セーバーを振るうアナキンの裏で501大隊のトルーパー達が放つブラスターに耐えながら、必死に任務を遂行した彼等は文字通りの決死隊となって散ったのだ。
「共和国の為に!!」
弾の切れたブラスターを捨て、背に担いだZ-6ロータリー・ブラスター・キャノンを構えてアナキンと501大隊に向け乱射するソーン。
「ハンマー」と名付けてこの3年間を共に過ごしたその火器を振るう彼の姿は悪鬼羅刹の如き様、瞬く間に8人のトルーパーを薙ぎ倒した。

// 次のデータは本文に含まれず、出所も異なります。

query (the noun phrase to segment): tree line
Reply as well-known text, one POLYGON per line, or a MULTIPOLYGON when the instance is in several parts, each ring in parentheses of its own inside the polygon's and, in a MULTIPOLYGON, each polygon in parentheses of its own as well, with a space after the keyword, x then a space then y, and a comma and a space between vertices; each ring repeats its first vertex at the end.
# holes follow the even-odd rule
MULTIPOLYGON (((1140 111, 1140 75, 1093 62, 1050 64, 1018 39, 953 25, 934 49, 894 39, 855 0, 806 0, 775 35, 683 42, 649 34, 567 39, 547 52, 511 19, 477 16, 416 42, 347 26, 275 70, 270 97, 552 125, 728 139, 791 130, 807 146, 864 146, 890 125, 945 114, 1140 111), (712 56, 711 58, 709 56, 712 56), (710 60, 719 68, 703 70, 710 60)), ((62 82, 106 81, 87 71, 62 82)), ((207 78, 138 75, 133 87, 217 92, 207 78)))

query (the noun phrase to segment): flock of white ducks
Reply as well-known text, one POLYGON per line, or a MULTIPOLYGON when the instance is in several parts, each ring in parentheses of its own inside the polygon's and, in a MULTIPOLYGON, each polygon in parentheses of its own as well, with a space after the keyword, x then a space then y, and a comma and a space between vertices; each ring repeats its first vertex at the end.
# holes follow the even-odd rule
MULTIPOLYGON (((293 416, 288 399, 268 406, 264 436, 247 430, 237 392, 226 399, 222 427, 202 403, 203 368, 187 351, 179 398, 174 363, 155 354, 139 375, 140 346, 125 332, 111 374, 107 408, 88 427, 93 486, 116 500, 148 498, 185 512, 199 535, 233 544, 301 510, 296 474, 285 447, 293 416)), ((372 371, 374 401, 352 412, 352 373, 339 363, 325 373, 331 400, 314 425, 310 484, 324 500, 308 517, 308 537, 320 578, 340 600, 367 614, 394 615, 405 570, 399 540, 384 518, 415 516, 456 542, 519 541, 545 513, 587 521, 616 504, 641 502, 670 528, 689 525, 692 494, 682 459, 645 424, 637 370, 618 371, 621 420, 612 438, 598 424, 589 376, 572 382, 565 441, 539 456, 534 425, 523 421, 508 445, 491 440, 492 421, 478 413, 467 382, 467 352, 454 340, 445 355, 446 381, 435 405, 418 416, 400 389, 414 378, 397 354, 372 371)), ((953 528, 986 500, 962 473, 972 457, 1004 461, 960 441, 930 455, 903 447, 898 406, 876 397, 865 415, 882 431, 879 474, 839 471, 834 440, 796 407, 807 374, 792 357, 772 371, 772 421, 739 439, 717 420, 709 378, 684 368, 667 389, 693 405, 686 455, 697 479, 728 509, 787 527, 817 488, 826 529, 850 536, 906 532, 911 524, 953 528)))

しかしその弾幕も此処までか、幾らトリガーを引こうとも一向に火を吹かない相棒の姿。
「っ、ああぁぁぁッ!?」
その様を見たソーンは即座に思考を切り替えて、「ハンマー」を其の名の通り、鈍器として振るうべくアナキンに向けて横凪ぎに払う。
「ふっ、はぁぁぁつ!!」
ガン、ゴンッ、とアナキンの青いセーバーと打ち合う度に、その身を削る「ハンマー」。
だが、ソーンは必ずや勝利を掴まんと彼を振るい、彼もまたその信頼に応えんとアナキンに襲いかかる。
果たして遂に捉えた一瞬の隙、がら空きの頭部。
僅かなその間を見逃さず上段から振りかざすソーンの期待に応えるべく、その質量を以てアナキンの頭を粉砕する。
───が
ザンッッ…………
「が、はっ…………」
しかして勝利の女神は微笑まず。
ソーンの身体は、アナキンの手によってセーバーの串刺しにされていた。
まるで興味など無いとでも言わんばかりに、ソーンの身体を打ち捨てるアナキン。
既に心臓を突かれ、血液を循環させることも叶わず冷えてゆく一方の身体。
最早取るに足らない、塵芥に等しいガラクタ。
アナキンの目にはそう見えていたのであろうソーンの深く紅いヘルメットが、まるで謀ったかのように不敵な笑みを浮かべていた。
「────!?」
気付いた時には既に遅し。
最期のトリガーは、もうとっくに引き絞られていたのだから。
オードナンス達が決死の覚悟で繋いだ任務、その最後の仕上げの1ピース。
彼が爆破装置に指を掛けたその直後、司令部は瞬く間に紅蓮の華に包まれた。